At Lotusphere in January, Lotus introduced its collaboration framework, which provided specific collaboration-oriented guidance across several industry-specific areas.

Last week in Las Vegas, IBM’s Mike Rhodin did the same for the integrated service management sector at IBM Pulse 2010.

Today, IBM announced that Whitney National Bank, with $12 billion in assets, has become a new banking customer and one that is utilizing IBM’s recently announced banking industry framework.

To compete in today’s dramatically altered financial playing field, banks must employ smarter banking strategies to achieve new levels of risk control, efficiency and customer service.

Whitney National Bank is using IBM technology across its regional banks to simplify its business practices, meet regulatory compliance and ensure transparency with customers.

Whitney can now extract key intelligence to obtain a full view of a customer’s transaction history — including a comprehensive analysis of sales trends and costs — to deliver more customized services and offerings. Increased visibility to this account data also empowers the bank’s customers to regulate their activities and expenses.

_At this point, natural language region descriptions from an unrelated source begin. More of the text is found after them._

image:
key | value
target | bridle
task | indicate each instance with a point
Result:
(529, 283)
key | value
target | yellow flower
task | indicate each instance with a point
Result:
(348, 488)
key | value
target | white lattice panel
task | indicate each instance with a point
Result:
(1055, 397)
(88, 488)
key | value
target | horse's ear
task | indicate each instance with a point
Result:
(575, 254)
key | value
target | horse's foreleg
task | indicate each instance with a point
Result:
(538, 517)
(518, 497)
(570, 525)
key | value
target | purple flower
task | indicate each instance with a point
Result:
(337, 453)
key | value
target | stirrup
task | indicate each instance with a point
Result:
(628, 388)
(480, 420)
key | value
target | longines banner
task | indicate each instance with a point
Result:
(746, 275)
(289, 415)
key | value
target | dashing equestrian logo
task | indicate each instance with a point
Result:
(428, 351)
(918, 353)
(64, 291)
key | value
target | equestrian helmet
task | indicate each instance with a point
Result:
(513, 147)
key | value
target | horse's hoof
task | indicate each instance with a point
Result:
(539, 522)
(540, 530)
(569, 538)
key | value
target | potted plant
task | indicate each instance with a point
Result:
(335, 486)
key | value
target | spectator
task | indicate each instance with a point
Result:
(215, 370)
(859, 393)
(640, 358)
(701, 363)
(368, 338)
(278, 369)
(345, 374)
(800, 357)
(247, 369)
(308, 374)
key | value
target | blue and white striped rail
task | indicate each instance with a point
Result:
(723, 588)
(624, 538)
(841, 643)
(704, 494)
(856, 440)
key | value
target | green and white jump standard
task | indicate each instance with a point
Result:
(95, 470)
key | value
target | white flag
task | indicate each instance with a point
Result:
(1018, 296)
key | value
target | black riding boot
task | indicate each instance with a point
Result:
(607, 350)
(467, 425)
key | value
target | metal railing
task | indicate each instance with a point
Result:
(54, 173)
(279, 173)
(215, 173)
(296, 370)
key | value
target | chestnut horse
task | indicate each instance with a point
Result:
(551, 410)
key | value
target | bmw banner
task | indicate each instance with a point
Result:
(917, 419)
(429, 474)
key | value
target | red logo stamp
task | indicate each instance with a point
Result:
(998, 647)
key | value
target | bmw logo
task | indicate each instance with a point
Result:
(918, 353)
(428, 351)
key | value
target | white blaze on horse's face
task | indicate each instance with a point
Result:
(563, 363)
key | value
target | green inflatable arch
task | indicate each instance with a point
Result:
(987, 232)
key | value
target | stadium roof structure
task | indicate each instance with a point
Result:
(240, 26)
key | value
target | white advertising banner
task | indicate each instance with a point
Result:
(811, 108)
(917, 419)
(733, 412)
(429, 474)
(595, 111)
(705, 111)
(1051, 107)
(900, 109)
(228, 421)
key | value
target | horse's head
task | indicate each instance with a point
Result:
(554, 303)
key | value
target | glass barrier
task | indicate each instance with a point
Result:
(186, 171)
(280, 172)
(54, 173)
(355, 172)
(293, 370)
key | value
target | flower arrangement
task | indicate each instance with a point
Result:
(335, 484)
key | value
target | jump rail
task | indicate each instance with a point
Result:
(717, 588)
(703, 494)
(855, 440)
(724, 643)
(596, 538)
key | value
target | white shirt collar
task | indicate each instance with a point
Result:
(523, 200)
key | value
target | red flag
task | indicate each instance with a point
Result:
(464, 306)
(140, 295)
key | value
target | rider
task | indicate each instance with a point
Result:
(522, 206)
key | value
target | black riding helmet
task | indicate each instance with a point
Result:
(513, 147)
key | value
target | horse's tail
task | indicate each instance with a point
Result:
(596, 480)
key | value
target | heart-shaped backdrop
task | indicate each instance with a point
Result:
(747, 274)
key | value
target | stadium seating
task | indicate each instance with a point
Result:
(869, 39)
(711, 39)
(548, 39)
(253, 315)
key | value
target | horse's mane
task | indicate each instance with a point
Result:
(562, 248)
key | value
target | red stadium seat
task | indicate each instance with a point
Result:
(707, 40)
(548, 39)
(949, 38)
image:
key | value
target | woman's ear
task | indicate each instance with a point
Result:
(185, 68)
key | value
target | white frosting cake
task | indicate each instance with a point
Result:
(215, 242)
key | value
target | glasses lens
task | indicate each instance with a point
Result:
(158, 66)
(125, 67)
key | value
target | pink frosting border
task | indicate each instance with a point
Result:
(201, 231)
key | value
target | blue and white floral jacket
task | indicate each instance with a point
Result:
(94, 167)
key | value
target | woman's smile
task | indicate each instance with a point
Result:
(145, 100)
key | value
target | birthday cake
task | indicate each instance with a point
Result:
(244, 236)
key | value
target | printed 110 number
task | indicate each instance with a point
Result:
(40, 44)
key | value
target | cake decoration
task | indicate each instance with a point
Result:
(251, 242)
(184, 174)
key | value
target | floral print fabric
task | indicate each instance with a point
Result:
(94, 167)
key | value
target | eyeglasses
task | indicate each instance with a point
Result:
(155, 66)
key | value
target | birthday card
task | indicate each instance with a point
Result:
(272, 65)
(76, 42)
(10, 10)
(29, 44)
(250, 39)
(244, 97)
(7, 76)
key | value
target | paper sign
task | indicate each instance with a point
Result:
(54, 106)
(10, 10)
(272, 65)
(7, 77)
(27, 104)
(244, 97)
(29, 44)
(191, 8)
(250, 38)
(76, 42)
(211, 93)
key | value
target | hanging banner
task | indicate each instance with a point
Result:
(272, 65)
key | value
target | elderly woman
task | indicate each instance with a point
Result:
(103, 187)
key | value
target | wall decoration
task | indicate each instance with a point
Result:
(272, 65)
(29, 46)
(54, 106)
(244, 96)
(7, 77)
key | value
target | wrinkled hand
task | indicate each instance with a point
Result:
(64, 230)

With industry consolidation, the number one priority of banks is to be able to assess liquidity.

After acquiring more than a dozen regional banks, Whitney National Bank faced the challenge of consolidating customer information and a host of disparate IT systems for checking and savings account management, online bill payment and loan processing.

Whitney National Bank is using IBM Cognos software to extract key intelligence to help it obtain a full view of its customer bases' behavior, including a comprehensive analysis of sales trends and costs, so it can deliver more customized services and offerings.

By integrating data from disparate IT systems, Whitney has been able to modernize its technology systems across regional branches to better manage risk and enhance customer service.

By using IBM’s Banking Industry Frameworks, Whitney National Bank is able to leverage pre-built industry-proven data and process models already employed by more than 250 financial institutions.

The bank is also migrating to IBM Power System with DB2 in its data centers in Allen, Texas and Prattville, Alabama.

Whitney National Bank is the latest example of how the right combination of hardware and software can be fine-tuned to meet the specific demands of banks.